With the rapid development of virtual reality, computer games and other graphics related industries, the fluid simulation already became a hot research direction in the graphics area. In recent years, the physically-based fluid simulation has made very great progress. It has been widly used in many area. However, as the computational process of this method is relatively quite complex, the fluid phenomenon simulated real-time poor. To improve the speed of the fluid simulation, this paper has done in-depth study of the following aspects:
     1. Based on CUDA technical fluid simulation acceleration method. Firstly, it separate these parallel parts(advect item, external force item, diffusion item) from the Navier-Stokes equations of fluid motion. Then they are mapped into the CUDA programming model of the device-side kernel functions. Finally, these core functions are parallel executed on the GPU, while the equation parts which has strong logic are ran in the CPU. this method not only plays a full GPU's parallel processing capabilities, and it also simplifies the traditional GPU fluid simulation. The results show that the speed of Based on CUDA technical fluid simulation has been further improved comparing to the speed of using a CPU. Such as the fluid scale is 3500 * 3500, the ratio of three-GPU and single GPU acceleration is 128.57.

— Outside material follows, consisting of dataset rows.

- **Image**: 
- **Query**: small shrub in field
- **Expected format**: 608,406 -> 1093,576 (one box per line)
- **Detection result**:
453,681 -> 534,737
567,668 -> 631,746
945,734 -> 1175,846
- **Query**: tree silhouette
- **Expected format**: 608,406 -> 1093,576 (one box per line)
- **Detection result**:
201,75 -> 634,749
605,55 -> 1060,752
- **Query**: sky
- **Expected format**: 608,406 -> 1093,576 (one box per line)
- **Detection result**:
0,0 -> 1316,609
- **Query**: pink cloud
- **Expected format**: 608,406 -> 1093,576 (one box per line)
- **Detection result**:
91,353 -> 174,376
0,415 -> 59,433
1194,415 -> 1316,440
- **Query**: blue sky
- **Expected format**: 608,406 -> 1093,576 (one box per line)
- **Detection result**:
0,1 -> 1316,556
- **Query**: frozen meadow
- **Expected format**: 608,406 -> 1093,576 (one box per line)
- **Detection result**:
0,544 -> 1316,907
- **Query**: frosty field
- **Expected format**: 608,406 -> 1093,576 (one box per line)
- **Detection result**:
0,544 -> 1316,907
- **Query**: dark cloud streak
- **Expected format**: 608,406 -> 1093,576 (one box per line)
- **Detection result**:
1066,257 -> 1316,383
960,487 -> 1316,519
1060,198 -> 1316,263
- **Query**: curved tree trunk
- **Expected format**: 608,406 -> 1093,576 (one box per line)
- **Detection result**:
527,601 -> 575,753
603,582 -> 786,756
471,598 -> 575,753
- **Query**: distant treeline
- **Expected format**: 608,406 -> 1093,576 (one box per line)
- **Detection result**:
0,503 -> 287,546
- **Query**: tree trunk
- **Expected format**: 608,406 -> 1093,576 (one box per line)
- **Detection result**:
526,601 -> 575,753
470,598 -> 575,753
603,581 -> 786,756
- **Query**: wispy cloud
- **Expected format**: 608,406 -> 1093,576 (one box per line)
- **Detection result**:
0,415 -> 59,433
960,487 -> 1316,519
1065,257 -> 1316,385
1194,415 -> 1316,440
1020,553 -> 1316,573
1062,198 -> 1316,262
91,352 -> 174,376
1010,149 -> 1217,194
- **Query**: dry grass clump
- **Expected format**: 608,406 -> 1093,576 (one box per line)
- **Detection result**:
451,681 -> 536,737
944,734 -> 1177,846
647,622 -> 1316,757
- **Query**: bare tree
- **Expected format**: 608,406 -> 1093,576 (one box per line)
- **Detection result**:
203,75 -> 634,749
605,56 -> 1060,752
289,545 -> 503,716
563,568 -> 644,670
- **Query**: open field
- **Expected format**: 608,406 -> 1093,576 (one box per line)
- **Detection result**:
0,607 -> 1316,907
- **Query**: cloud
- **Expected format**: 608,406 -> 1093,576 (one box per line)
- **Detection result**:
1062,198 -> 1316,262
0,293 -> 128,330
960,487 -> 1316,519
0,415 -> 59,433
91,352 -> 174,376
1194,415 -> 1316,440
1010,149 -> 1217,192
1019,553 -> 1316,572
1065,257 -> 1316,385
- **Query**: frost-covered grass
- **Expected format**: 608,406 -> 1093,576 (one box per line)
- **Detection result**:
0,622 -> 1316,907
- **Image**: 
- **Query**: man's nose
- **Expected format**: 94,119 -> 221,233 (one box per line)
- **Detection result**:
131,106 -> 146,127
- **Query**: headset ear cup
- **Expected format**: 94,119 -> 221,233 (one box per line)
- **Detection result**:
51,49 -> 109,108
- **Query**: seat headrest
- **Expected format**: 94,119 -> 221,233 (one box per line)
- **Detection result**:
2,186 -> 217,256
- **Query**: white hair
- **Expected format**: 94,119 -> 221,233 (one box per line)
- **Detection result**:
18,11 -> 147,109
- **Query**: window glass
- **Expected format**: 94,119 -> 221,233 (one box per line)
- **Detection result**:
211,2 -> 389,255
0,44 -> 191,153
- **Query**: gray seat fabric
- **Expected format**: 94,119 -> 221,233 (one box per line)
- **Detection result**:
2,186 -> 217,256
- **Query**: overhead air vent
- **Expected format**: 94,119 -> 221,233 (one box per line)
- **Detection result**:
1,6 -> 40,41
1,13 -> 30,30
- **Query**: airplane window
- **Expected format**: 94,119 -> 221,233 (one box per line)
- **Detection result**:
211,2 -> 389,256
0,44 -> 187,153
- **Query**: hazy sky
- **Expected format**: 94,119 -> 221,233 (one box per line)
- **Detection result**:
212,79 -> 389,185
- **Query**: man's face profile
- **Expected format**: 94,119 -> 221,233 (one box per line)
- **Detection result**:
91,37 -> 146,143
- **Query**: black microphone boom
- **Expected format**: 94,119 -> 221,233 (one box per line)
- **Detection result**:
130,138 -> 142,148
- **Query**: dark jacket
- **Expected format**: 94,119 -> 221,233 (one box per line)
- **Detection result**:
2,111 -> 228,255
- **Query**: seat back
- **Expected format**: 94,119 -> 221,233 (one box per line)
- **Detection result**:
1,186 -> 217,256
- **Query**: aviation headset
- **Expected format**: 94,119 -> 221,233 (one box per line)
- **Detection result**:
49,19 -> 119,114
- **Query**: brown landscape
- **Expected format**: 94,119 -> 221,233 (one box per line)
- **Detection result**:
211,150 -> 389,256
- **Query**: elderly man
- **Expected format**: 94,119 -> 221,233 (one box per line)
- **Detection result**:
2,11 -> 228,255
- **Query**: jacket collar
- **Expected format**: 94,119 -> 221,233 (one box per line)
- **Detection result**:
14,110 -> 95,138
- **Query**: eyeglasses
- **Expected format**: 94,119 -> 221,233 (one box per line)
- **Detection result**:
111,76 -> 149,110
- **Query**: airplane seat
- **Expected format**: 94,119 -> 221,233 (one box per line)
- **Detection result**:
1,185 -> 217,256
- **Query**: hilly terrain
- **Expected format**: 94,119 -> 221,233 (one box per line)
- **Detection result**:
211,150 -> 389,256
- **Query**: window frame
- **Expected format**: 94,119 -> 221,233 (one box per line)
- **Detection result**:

     2. Acceleration simulation of fluid phenomena adopting way of multi-GPU. In this method, the fluid domain space is divided into several sub-regions, then these sub-regions are referred to different GPUs to be simulated cooperately. In the course of simulation, every GPU corresponding to the host thread communicates with each other, and synchronizes with rendering part of the process. This method of co-simulation not only improves the efficiency of the implementation of a single GPU, but also provides a cushion for designing a large scale fluid simulation clusting system in the future. The results show that the speed of multi-GPU has been further improved comparing to the speed of using a single GPU. Such as the fluid scale is3500*3500, the ratio of three-GPU and single GPU acceleration is 2.16.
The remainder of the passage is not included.